Bootstrap Recovery
Start a background recovery process that rebuilds Redis bootstrap state for an application from already published TUF metadata.
This endpoint is intended for disaster-recovery scenarios, for example when Redis data is lost and cannot be restored from backup. Since bootstrap-related state can be reconstructed from metadata stored in S3, the system can repopulate Redis and restore consistency for the selected app.
Endpoint
POST /tuf/v1/bootstrap/recovery
Headers
| Header | Value |
|---|---|
Content-Type | application/json |
Authorization | Bearer <token> |
Request Body
The body must be a JSON object describing which app should be recovered.

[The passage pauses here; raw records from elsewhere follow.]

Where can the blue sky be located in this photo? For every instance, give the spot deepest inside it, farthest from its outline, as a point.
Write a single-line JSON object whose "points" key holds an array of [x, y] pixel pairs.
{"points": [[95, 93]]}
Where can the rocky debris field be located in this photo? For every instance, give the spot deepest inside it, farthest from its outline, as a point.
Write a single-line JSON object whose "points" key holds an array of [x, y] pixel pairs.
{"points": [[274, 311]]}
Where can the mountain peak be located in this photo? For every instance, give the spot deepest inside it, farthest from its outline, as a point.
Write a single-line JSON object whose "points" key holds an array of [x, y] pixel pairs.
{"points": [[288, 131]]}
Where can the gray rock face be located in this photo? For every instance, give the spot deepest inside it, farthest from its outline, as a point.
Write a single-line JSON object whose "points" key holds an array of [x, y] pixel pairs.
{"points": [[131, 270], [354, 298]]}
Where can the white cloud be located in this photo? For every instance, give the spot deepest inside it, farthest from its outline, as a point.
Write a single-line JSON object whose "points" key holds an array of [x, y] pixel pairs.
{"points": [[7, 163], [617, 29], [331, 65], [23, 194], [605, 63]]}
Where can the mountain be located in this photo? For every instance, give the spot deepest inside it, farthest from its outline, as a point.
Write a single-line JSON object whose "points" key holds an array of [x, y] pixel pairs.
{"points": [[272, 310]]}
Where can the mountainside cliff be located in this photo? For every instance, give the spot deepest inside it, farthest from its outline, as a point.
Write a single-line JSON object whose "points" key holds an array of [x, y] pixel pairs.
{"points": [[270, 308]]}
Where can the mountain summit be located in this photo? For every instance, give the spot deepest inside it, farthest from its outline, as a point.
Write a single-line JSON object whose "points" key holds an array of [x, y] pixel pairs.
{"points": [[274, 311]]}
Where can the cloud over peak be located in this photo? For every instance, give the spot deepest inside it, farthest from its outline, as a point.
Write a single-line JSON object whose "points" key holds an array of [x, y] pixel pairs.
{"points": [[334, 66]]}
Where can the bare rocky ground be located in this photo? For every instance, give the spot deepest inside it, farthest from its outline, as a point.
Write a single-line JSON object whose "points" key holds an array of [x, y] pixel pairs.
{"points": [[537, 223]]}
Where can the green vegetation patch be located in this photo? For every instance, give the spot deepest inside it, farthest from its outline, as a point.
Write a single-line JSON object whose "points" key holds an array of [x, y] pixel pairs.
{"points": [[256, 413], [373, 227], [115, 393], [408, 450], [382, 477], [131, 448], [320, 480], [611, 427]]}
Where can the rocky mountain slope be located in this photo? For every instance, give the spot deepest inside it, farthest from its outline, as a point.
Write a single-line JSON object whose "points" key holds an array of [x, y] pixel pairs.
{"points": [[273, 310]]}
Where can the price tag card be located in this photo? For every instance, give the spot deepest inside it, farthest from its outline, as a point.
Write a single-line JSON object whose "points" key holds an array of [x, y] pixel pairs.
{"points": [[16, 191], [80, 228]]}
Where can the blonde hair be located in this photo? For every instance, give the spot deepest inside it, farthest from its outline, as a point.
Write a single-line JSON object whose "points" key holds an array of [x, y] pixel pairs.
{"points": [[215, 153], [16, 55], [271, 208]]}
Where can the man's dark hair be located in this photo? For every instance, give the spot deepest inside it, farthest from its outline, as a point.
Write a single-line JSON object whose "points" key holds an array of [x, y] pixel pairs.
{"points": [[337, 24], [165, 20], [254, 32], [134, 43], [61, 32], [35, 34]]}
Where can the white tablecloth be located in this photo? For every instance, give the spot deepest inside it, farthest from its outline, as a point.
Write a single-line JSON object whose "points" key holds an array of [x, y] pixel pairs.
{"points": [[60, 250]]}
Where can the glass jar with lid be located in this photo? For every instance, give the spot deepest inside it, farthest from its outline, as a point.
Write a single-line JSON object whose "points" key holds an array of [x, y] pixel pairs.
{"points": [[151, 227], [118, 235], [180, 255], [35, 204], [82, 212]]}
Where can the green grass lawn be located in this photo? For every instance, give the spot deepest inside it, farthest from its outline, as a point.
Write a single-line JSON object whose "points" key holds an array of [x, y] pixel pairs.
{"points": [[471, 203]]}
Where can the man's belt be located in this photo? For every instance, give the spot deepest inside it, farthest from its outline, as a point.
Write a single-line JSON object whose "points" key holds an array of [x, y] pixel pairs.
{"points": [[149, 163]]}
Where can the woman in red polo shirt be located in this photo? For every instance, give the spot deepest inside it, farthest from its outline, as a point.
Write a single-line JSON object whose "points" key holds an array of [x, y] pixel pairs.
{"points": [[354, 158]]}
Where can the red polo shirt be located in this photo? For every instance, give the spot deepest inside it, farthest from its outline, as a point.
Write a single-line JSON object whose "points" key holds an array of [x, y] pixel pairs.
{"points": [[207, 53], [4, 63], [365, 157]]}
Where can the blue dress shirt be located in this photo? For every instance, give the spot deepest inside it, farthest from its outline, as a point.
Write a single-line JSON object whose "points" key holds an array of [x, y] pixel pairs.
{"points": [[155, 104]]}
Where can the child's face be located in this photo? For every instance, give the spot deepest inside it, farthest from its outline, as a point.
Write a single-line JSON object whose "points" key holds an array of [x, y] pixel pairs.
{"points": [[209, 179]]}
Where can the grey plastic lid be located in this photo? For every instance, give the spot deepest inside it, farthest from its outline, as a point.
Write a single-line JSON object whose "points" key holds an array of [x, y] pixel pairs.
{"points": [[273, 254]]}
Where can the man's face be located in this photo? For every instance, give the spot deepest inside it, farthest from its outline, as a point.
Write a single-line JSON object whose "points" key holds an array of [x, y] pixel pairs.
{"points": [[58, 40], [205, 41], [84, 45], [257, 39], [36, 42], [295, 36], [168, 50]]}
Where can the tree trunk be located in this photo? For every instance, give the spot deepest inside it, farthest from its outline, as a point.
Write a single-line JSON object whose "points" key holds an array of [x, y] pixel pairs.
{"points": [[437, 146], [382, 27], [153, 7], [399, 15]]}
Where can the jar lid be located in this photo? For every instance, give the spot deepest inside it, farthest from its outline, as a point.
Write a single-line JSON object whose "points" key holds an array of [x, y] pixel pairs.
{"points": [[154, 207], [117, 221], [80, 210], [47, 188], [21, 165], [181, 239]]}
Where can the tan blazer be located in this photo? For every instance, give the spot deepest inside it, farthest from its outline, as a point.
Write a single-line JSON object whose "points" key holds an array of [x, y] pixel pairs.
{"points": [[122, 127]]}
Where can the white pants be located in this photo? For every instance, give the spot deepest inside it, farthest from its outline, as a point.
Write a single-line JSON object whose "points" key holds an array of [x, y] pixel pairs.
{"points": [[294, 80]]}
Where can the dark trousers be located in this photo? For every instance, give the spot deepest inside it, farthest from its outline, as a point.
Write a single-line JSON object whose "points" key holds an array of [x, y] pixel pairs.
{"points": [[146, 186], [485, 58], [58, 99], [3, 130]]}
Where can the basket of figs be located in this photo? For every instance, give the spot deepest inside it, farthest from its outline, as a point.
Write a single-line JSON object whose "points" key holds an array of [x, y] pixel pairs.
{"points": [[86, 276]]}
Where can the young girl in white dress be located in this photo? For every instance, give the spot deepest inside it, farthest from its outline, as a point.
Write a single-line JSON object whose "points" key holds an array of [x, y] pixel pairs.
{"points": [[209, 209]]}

| Field | Type | Required | Description |
|---|---|---|---|
appName | string | ✅ | Application name to recover (for example tuf) |
timeout | integer | ✅ | Recovery operation timeout value |
Example Request
curl --location 'http://localhost:9000/tuf/v1/bootstrap/recovery' \
--header 'Content-Type: application/json' \
--header 'Authorization: Bearer <jwt_token>' \
--data '{
"appName": "tuf",
"timeout": 2
}'
Response
Recovery Accepted (202 Accepted)
When recovery is required, the request is accepted and a background task starts:
{
"data": {
"last_update": "2026-04-27T11:50:42+03:00",
"task_id": "0e0095ed-fe33-480b-8a65-f782211c3cd4"
},
"message": "Bootstrap recovery accepted and started in background"
}
Recovery Not Required (409 Conflict)
When Redis state is already complete and consistent, no recovery task is started:
{
"error": "Recovery not required: Redis state is already complete and consistent"
}
Response Fields
| Field | Type | Description |
|---|---|---|
data.last_update | string | ISO8601 timestamp when recovery was accepted |
data.task_id | string | UUID of the background recovery task |
message | string | Confirmation that background recovery has started |
error | string | Explains why recovery was not started |
Notes
- Requires a valid JWT in the
Authorizationheader (admin user). - Recovery runs asynchronously; use
task_idwith Check Task to track progress. - This operation rebuilds Redis state from existing published metadata; it does not publish new metadata by itself.
- If recovery is not needed, the endpoint returns
409 Conflictand leaves current state unchanged.